Pas encore pompier, mais équipier national de la Défense Passive
Nuit de l'an à Chateaubernard détruit par le
bombardement ayant anéanti la base aérienne allemande de Cognac le 31 Décembre 1943. Nuit d'apocalypse ( épaves d'avions abattus - patrouilles allemandes à la recherche des équipages alliés
rescapés.) Nous opérions à la lueur des lampes de poche. Les équipes d'urgence de Cognac ont participé à de nombreux déblaiements et sauvetages de blessés dans les villes bombardées de la
Charente.
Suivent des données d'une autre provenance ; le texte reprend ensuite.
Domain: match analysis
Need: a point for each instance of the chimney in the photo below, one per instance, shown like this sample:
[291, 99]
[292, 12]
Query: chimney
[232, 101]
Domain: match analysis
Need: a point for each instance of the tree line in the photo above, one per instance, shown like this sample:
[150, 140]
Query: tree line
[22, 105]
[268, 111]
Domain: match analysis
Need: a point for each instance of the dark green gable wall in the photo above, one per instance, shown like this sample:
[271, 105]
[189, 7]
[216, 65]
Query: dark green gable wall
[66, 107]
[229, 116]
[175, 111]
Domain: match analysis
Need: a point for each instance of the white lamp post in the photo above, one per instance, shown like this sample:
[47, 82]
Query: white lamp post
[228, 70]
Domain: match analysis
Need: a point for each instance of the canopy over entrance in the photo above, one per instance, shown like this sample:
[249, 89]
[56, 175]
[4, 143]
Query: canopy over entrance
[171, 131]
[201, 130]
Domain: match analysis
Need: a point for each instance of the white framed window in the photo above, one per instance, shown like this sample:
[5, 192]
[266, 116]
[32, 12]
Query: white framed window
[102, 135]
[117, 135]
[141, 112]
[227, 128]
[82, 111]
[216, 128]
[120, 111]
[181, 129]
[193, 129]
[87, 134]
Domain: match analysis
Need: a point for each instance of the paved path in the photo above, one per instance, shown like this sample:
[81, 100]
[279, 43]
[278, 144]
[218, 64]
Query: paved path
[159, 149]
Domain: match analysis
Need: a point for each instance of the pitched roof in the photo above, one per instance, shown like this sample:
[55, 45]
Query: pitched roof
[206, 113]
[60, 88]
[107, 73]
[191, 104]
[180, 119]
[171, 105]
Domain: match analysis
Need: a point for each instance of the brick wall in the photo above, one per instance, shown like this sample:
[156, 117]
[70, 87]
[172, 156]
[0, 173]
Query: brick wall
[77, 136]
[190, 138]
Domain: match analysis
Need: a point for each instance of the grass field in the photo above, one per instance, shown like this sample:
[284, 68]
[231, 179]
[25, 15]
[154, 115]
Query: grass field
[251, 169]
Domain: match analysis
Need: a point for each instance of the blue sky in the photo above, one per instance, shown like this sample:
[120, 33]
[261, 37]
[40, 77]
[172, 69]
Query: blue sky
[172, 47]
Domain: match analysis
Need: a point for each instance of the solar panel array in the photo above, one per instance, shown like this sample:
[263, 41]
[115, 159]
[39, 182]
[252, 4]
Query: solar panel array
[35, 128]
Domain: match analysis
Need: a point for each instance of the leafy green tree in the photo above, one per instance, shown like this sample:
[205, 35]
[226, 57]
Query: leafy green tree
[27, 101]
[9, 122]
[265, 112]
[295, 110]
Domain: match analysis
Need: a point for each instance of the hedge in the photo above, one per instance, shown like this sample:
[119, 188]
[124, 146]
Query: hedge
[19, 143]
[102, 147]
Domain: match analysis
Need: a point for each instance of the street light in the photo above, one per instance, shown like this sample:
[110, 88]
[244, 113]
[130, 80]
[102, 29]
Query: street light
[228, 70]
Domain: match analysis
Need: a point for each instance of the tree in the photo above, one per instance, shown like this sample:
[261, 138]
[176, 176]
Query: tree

Revétus du même uniforme que celui de la milice et pris pour ses membres nous reçumes des projectiles (pots de fleurs entre autres) sur nos camions quand nous traversions les
agglomérations.
SAINT SYLVESTRE DE GUERRE
C’était pendant l’horreur d’une nuit mortelle,
Il gisait carbonisé dans sa tourelle,
Il n’avait plus besoin de nous les brancardiers,
Le mitrailleur de queue du grand bombardier.
A Châteaubernard, la commune sinistrée,
Les ruines ne donnaient que rares signes de vie,
Le Maire pleurait déjà ses administrés,
Quand les soldats tirèrent sur nous sans préavis.
Non, nous n’étions pas des aviateurs alliés,
Mais de simples équipiers par contrat moral liés.
Le « Cognac » aidant, ils nous auraient fusillés,
Quand l’un d’entre eux, entonnant « Stile naght- Douce nuit »
Parrainât la trêve de l’année qui s’enfuit.
Imprévue chorale, unisson bilingue,
Qui faisaient monter vers les étoiles
La mémoire des héros morts dans leur carlingue,
Des soldats, des civils, pour qui tous yeux se voilent.
F.Raout 31 Décembre 1993
Au retour de cette mission, un télégramme m’annonçait le décès de ma Grand-mère (31/12/43)
Ce 1er Janvier ne peut se déraciner de ma mémoire.